Target Principle name is incorrect
I have a SSL IMAP email account that I just setup in Outlook. Every time I run the program I get a popup: "Internet Security Warning" The server you are connected to is using a security certificate that cannot be verified. The target principle name is incorrect. View Certificate. The certificate is self signed so I always just click Yes to continue using the server/email account, but how do I get Outlook to remember?
This warning indicates the server name does not match the name in your account settings, or in the case of Exchange server, that the address in the autodiscover file does not match the address the server is using. This is a common problem when the administrator uses self-published certificates.

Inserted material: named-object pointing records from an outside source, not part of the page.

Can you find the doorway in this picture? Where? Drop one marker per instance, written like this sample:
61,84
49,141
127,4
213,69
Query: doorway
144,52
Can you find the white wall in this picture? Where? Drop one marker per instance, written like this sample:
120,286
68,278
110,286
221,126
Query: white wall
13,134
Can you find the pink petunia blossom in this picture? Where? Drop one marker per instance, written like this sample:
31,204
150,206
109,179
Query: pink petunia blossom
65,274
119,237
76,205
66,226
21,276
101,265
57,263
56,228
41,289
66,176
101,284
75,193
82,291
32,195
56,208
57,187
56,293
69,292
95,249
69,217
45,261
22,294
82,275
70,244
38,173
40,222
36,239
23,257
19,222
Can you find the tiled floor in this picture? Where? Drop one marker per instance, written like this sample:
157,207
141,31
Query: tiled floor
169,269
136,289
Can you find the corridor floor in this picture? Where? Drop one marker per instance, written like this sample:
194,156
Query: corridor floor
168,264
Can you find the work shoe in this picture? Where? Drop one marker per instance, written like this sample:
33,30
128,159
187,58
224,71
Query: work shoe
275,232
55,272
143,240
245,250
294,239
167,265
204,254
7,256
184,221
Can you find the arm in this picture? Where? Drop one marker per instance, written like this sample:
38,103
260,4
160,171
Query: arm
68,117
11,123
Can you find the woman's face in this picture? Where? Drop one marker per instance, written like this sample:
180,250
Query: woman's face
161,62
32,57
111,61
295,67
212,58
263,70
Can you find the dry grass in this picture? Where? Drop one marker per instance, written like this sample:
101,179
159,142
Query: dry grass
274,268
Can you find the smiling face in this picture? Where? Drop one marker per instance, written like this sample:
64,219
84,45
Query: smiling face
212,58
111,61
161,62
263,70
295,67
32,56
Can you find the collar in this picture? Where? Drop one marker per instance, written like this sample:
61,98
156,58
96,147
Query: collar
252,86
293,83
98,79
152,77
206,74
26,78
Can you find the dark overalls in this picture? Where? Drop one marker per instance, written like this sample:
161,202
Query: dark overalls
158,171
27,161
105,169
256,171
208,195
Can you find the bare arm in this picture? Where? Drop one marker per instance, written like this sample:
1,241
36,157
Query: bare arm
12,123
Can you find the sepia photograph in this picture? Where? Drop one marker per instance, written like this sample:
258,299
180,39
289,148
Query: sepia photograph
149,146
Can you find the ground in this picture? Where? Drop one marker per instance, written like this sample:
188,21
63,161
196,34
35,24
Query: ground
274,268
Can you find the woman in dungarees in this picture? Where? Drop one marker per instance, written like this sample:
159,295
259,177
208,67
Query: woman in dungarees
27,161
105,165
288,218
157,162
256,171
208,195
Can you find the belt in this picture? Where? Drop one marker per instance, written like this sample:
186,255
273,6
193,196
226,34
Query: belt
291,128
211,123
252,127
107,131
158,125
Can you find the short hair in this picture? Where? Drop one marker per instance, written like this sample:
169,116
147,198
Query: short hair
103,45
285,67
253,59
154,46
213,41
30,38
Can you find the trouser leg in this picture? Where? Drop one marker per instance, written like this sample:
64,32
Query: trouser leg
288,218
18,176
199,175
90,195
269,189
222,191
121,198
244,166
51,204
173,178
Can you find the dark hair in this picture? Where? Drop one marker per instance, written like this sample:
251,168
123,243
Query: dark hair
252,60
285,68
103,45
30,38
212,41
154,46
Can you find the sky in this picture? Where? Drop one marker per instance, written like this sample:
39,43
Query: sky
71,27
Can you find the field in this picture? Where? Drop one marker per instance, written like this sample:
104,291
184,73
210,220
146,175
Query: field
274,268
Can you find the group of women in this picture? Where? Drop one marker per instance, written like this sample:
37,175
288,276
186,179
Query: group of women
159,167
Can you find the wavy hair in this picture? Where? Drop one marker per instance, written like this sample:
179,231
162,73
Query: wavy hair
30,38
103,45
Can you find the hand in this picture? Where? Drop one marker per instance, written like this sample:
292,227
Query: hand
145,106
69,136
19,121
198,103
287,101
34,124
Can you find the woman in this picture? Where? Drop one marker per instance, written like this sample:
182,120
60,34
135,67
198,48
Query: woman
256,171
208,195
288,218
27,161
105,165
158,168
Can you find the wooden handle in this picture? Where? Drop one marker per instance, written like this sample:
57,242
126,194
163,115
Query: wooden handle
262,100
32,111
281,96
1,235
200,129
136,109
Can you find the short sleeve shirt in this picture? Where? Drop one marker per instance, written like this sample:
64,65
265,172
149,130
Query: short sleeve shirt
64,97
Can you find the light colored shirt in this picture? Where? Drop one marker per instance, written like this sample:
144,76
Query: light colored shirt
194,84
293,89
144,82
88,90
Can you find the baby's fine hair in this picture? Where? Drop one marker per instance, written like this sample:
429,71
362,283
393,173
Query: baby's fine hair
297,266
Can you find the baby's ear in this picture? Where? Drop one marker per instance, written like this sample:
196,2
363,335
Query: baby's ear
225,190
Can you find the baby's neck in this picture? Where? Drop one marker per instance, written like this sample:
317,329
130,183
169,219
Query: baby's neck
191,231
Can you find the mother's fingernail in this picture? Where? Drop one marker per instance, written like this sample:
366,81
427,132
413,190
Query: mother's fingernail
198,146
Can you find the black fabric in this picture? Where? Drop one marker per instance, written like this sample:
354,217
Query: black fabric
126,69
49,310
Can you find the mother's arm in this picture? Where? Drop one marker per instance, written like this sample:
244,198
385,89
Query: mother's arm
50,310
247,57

If you can't change the server name you use in Outlook, you can publish the certificate in the Certificate store to reduce the frequency of the alert. In the Trusted Publishers folder should suffice or use the automatic setting. This probably won't totally eliminate the dialog, but you'll see it less often, usually only when you restart Outlook.
To publish the certificate, click View Certificate then Install Certificate. Choose Current user, click Nest then Install.
For example, in the dialog in this screenshot, the server certificate was issued to pop.secureserver.net but I'm using mail.mydomain.com as the server name in my account settings.
John Roper-Lindsay uses these steps:
You can get around the "Target Principal Name is incorrect" by following the steps below:
- Open a cmd prompt and ping your incoming mail server to get the IP address - e.g. ping mail.fred.com returns IP address like 22.214.171.124
- View the certificate as above and note the server name under Issued To.
e.g. elephant.giraffe.co.nz or *.giraffe.co.nz
- Edit the hosts file and add a new line for IP address 126.96.36.199. The hosts file is in %windir%system32driversetc and you will probably need to edit this as administrator.
The entry you create in the hosts file should look something like this.
- Edit Outlook account settings and change the incoming and outgoing mail server to elephant.giraffe.co.nz
What does this do? Basically your mail server name needs to match the name on the certificate or Outlook will complain. The above process changes the mail server name to the name on the certificate and the hosts file will ensure that mail traffic to this server name will be correctly directed to your mail server.
NOTE: - Before editing the hosts file, you could test a ping to elephant.giraffe.co.nz and if the IP address matches your mail server's IP address you won't need to touch the hosts file.
NOTE:- If the certificate name is wildcarded, i.e. *.giraffe.co.nz, you could create a hosts file entry of anything.giraffe.co.nz, as the wildcard will cover anything.
NOTE:- you won't need to trust the certificate anywhere, as long as your mail provider is using a valid Certificate Authority to issue the certificate, which they certainly should be.
NOTE: This assumes the incoming and outgoing mail servers are the same. If they're not you may have to fiddle around with 2 server names.